A Growing Problem

September 2, 2016

On August 24, 2016, anyone who was a patient under the Marihuana for Medical Purposes Regulations (MMPR), was automatically eligible under the new Access to Cannabis for Medical Purposes Regulations (ACMPR) to grow their own cannabis plants at a rate of 5 plants (2 outdoors) per gram daily prescription. Well, not everyone*.
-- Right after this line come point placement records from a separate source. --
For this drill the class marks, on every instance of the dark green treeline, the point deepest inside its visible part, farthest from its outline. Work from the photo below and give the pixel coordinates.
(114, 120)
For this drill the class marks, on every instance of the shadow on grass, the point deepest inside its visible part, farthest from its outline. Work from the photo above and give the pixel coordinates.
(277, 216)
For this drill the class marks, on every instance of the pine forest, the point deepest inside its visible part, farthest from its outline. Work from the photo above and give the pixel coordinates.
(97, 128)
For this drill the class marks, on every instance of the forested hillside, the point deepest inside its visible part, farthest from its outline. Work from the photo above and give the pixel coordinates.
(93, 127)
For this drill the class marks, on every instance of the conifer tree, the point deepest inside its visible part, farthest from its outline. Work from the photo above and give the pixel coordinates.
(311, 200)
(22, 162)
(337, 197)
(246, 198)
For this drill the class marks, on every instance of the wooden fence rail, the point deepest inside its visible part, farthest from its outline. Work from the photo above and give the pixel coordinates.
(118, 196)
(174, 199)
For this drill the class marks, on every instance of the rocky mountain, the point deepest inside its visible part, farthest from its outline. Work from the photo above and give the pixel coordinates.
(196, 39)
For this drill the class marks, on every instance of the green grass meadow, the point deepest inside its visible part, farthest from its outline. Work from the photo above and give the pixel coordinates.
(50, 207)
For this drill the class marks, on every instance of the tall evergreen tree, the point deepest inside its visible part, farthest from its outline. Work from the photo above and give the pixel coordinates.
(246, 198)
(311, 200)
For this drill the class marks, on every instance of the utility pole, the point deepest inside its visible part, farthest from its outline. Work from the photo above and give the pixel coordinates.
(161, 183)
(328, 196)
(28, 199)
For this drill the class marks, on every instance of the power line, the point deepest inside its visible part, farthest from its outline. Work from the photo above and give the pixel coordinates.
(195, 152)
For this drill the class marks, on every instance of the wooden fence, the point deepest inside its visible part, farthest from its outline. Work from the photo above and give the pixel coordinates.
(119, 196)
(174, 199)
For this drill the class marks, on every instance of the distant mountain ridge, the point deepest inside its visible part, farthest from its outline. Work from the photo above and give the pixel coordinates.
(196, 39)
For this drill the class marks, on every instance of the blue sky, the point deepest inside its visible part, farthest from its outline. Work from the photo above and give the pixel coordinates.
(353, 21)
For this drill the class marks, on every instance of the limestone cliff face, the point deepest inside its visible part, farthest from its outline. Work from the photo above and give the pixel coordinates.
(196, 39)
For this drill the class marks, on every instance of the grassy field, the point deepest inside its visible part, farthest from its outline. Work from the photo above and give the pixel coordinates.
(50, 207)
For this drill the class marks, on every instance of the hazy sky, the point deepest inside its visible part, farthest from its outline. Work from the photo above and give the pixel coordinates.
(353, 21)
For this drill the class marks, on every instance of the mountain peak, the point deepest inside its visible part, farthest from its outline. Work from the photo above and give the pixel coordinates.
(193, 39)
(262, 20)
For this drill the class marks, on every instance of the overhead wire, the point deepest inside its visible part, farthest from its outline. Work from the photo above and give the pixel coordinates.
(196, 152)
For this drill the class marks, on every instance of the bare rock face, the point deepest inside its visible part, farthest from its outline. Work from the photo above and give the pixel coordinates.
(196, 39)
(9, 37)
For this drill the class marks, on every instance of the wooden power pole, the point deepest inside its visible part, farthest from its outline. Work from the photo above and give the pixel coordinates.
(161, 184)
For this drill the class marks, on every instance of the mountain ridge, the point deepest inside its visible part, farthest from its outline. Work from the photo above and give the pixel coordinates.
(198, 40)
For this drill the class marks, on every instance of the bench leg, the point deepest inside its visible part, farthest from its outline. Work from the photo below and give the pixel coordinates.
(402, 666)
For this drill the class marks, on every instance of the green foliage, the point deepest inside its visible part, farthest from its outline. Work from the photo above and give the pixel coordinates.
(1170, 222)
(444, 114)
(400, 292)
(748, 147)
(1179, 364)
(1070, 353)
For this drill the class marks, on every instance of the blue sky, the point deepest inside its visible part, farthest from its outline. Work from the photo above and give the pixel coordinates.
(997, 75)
Overnight, approximately 70,000 Canadians were legally allowed to grow their own medicine (not including the 28,000 who were already eligible under a court injunction from the Marihuana for Medical Purposes Regulations (MMAR) program), and for many, that creates a dilemma. Yes they would love to grow their own plants and have that type of control and cost savings, but it isn’t that simple. Many are living somewhere that makes it impossible. Others don’t have the first clue how to go about setting up a safe, secure grow room. Some simply don’t have the money to invest in the equipment needed to start. Eventually the business community will step up and provide answers and services that will help solve the problems.

What is needed?:

Grow facilities that are exempt from the 4 Licenses / one location that can offer a range of services from just providing the space / providng equipment / garden maintenance .. endless possibilities if the regulations are relaxed. In the interim, it will require some innovative measures to create facilities that will accommodate 4 licenses per space, with an average of 60-100 plants total, and still be an accessible, affordable way for patients to be supplied.

Education – seminars, workshops, courses.. so much is needed to help educate patients and health care practitioners on cannabis as medicine and how to grow a safe, secure, successful medicinal garden.

The future is bright for cannabis medicine as people seek safer, cheaper alternatives to pharmaceuticals, and with legalization around the proverbial corner, the need for these two factors – grow facilities and education, will only expand to a much greater degree. CanEvolve is trying to help find solutions and partners that will help patients, and eventually all adults, to harvest their own plants.

Debra Harper

*In a vaguely worded part of the regulation it states you are not eligible if:
A personal or designated producer must be an adult. Additionally, the eligibility criteria include that an applicant for a registration as a personal producer must not have been convicted in the preceding 10 years of a designated marihuana offence that was committed while he/she was authorized to produce marihuana under the CDSA other than under the ACMPR or a designated cannabis offence that was committed while authorized under the ACMPR to produce cannabis. If the preference is to designate another individual to produce cannabis, this person must be indicated in the application, and must meet a separate set of eligibility criteria, including that he/she has not been convicted, as an adult, of a designated drug offence in the preceding 10 years.